Whether you lease or own your space, have a broad portfolio or a single asset, your attention to how facilities are run right now is vital. Your organization is making critical facilities management decisions every day, with more to follow in the near future.

Equally imperative are the decisions your organization makes in the coming weeks to answer questions like, “Who can be in my facility?,” “How do I respond to a suspected contamination?,” “How will I keep my buildings operational and protected while most of my workforce is home?,” “What is our facility showing our community about our company and our values?.”

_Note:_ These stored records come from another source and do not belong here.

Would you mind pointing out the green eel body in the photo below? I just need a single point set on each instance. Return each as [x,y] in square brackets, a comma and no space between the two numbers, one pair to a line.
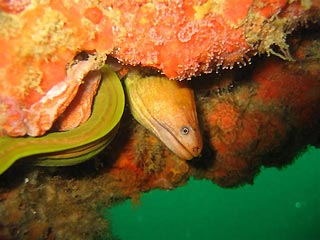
[76,145]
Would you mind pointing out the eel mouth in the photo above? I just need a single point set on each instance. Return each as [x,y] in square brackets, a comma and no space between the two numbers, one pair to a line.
[174,144]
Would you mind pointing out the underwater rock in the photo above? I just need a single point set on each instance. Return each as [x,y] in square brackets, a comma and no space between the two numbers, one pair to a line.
[263,115]
[39,39]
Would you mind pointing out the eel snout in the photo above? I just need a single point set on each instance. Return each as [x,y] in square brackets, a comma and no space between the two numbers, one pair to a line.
[167,108]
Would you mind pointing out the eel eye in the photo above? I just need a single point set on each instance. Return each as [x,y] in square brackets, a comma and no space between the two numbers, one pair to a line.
[185,130]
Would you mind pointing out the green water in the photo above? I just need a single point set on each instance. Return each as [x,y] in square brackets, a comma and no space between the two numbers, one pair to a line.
[282,204]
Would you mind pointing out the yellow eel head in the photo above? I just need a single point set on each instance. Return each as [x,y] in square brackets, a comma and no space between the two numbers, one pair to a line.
[167,108]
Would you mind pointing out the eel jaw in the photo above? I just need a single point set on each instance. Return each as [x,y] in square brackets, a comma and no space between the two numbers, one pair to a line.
[184,146]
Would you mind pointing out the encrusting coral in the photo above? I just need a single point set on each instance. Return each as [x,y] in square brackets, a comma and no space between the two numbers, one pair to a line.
[39,39]
[263,115]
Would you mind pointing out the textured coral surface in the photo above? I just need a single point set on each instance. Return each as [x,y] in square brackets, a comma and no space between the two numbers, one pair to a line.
[259,116]
[39,38]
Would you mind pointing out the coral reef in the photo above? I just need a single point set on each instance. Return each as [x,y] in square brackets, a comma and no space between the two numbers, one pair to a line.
[38,39]
[263,115]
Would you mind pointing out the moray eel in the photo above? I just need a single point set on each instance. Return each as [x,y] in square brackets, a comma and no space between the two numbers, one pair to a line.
[166,108]
[76,145]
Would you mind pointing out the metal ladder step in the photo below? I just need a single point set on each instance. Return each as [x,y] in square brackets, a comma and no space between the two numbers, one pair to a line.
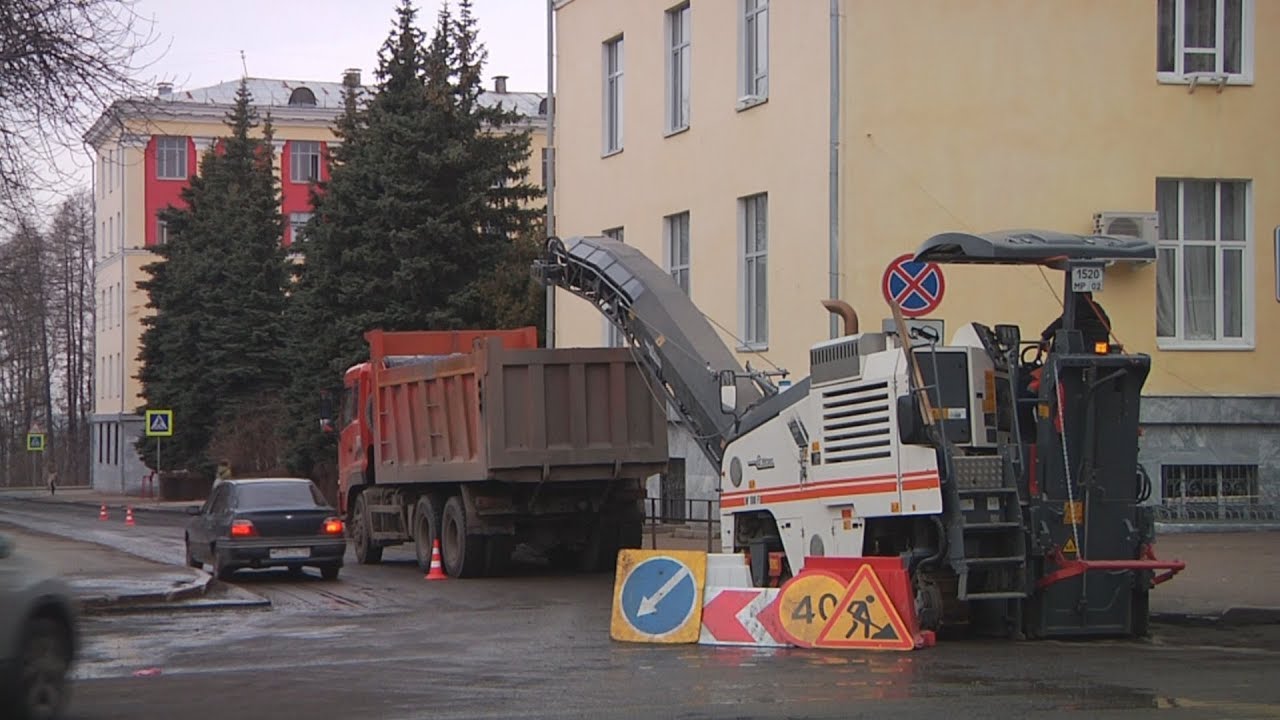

CBRE manages a large number of facilities and started tackling these questions in partnership with our clients in China. As an example of scale and speed, for the 15 US states alone that have issued stay-at-home orders as of March 25, CBRE had nearly 26,000 client buildings comprising 840M SF impacted. This experience has imparted valuable lessons behind my no-regrets, action-oriented recommendations.
  1. Manage entries
    The best way to keep your facility safe is to keep people with the virus at home. There are several ways to approach this, including temperature screening and other sophisticated equipment that could become permanent installations. There are also low-cost options, like increasing lobby signage reminding people to stay home if ill, restricting visitors, and setting up self-check temperature stations.
  2. Plan for an exposure-related shutdown
    It is likely that you will experience a suspected or confirmed case in at least one of your facilities. Rather than waiting for that moment and having to scramble, prepare a written plan and educate your site managers, staff, and providers proactively. What to do with the individual? How to isolate them? How to get them home safely? What steps to take? If you think all of this through and get it in writing beforehand (working with your legal, HR, building owner, and key stakeholders) you will mitigate risk and reduce anxiety when the event happens.
  3. Clean often
    Increased cleaning has a direct, infection-control benefit and should be implemented as a preventative move. A full daily disinfection may not be necessary, but the virus lives on surfaces for up to 3 days; and proper, increased cleaning will help lower your exposure. Clean more often and be visible with these services, especially in common areas. As the world opens back up for business, we should expect a lot more cleaning.
  4. Crank up the outside air
    There is consistent guidance from CDC, ASHRAE, ASHE and others that increasing the mix of outside air in your facility is helpful. You will likely experience increased energy costs and will need to watch equipment carefully as you run it differently, but this measure is recommended. If you lease space, discuss this option with your landlord and property manager. Be sure you have qualified personnel making these adjustments and check on HVAC units more frequently.
  5. Treat your suppliers well
    Facilities suppliers are becoming critical to business continuity – especially cleaners. A number of our clients have instructed us to work with suppliers to be sure they retain staff and maintain capacity even while client sites are closed or in partial use. These clients understand that their supplier partners operate on thin margins and that their employees operate on even thinner margins with no safety net. We believe these clients are going to be very well served for these actions.
  6. Pay attention to energy costs (and opportunities)
    A good place to look for savings right now is energy procurement. Demand reductions as a result of working from home, closing retail and commercial locations, and reduced production are all combining to push energy prices in the US to the lowest levels seen in 20 years. But we know from history that energy prices can snap back quickly, so we recommend you review your procurement contracts now to see if you can reap savings.
  7. Take advantage of the down time to prepare for re-opening
    Every facility has deferred projects and tasks that were waiting for a weekend when the building sits empty. Planned correctly, now is your chance for these projects. We are working with clients to complete delayed projects, replacements, and repairs. Put in place more energy efficient equipment. Finish that asset condition survey. Our teams in China realized that deferred maintenance on older equipment just could not respond to more intensive HVAC demands, so we are working hard to repair, replace, and upgrade.

The Future New Normal

As you plan for re-opening, your employees, customers, and suppliers are going to have new expectations for how to run, clean, and manage your facility. At the same time suppliers, landlords, and maintenance teams are going to be managing the surge of work. Consider focusing on three areas:
  1. Operations: Inspect and test key building systems to ensure the building is safe and comfortable as you come back to full occupancy.
  2. Service Planning: Allow providers of cleaning, food, concierge, HVAC, security, etc. ample lead time to ensure they can get their teams back on site and fully operational
  3. Change management: Ensure the occupants are aware of what’s been done, what’s different, and what protections need to stay in place to keep everyone healthy. Set up a hotline to take their questions.